Reputation: 1013
I am trying to extract all links for a table that looks similar to the following:
<!DOCTYPE html>
<html>
<body>
<table>
<tr>
<td>
<a href="https://www.r-project.org/">R</a><br>
<a href="https://www.rstudio.com/">RStudio</a>
</td>
</tr>
<tr>
<td>
<a href="https://community.rstudio.com/">Rstudio Community</a>
</td>
</tr>
</table>
</body>
</html>
What I would like to do is to get a list of dataframes (or vector) at the end where each dataframe contain all the links for each row in the html table.

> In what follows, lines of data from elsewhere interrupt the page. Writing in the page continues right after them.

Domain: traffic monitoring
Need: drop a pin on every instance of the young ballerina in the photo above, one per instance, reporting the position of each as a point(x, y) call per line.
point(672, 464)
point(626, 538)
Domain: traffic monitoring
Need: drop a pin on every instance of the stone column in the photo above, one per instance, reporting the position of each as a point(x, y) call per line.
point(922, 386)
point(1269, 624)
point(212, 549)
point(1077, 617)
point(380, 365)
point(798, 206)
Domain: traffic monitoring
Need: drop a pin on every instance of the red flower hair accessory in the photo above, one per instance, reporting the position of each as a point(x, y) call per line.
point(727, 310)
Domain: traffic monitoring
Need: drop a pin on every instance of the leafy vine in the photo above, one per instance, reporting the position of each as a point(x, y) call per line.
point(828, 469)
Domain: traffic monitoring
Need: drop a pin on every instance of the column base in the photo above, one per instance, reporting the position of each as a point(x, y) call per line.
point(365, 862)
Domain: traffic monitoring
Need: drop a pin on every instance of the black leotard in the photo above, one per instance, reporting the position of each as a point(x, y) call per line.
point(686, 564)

For example, in this case the list will have vector 1 with c("https://www.r-project.org/","https://www.rstudio.com/")
and the second vector will be c("https://community.rstudio.com/")
. The main problem I am having right now is that I am not able to keep the href relationship to each node when I do the following:
library(rvest)
web <- read_html("table.html") %>%
html_nodes("table") %>%
html_nodes("tr") %>%
html_nodes("a") %>%
html_attr("href")
Upvotes: 2
Views: 3020
Reputation: 18425
One way would be to add in a search replacing the "a"
term with html_node
, which will generate a list of just the first url in each tr
. You could then use this to split the full list into groups.

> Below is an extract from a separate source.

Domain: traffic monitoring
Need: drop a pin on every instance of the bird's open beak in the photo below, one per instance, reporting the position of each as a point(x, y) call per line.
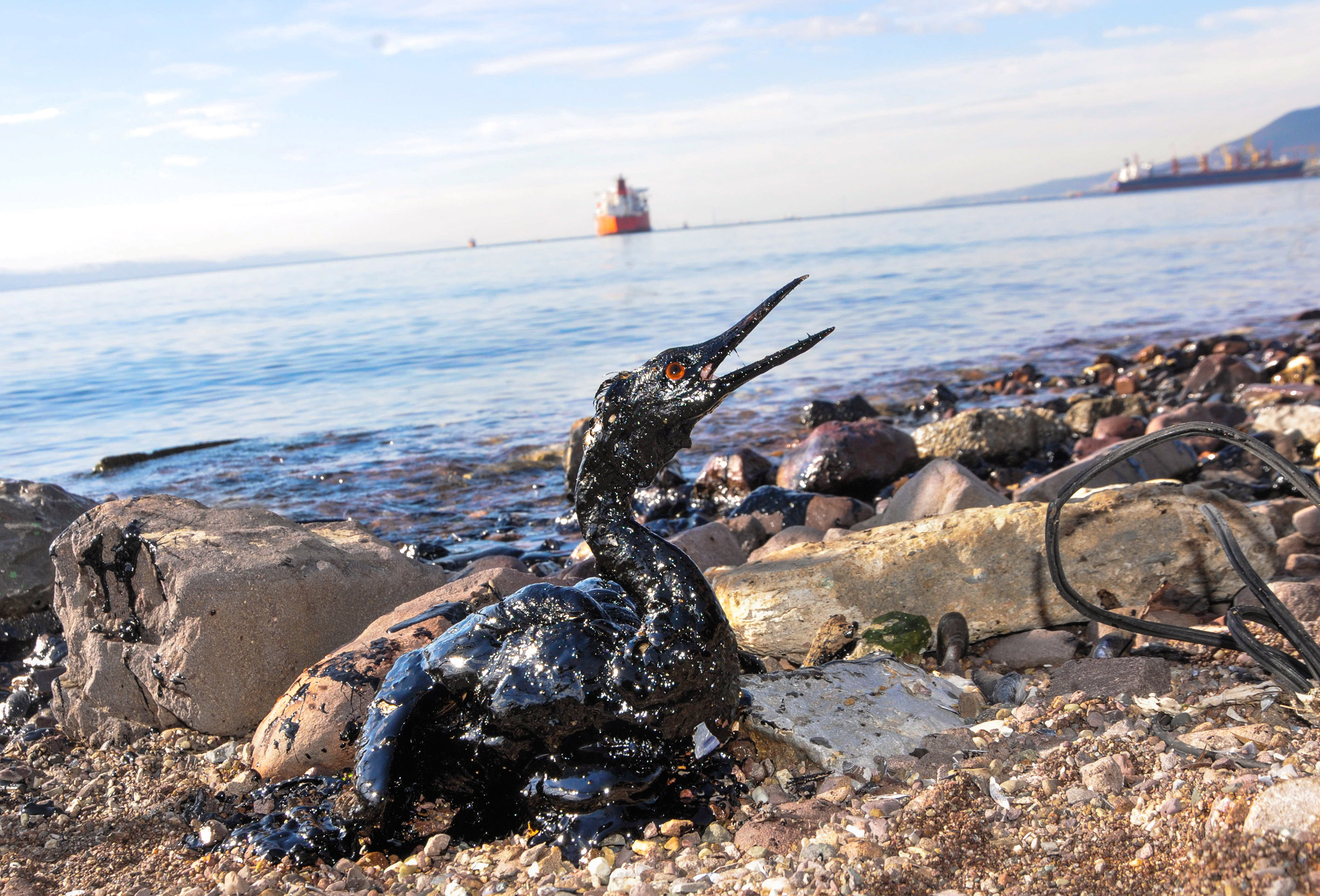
point(713, 351)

page <- read_html("table.html") #just read the html once
web <- page %>%
html_nodes("table") %>% html_nodes("tr") %>% html_nodes("a") %>%
html_attr("href") #as above
web2 <- page %>%
html_nodes("table") %>% html_nodes("tr") %>% html_node("a") %>%
html_attr("href") #just the first url in each tr
webdf <- data.frame(web=web, #full list
group=cumsum(web %in% web2), #grouping indicator by tr
stringsAsFactors=FALSE)
webdf
web group
1 https://www.r-project.org/ 1
2 https://www.rstudio.com/ 1
3 https://community.rstudio.com/ 2
Upvotes: 7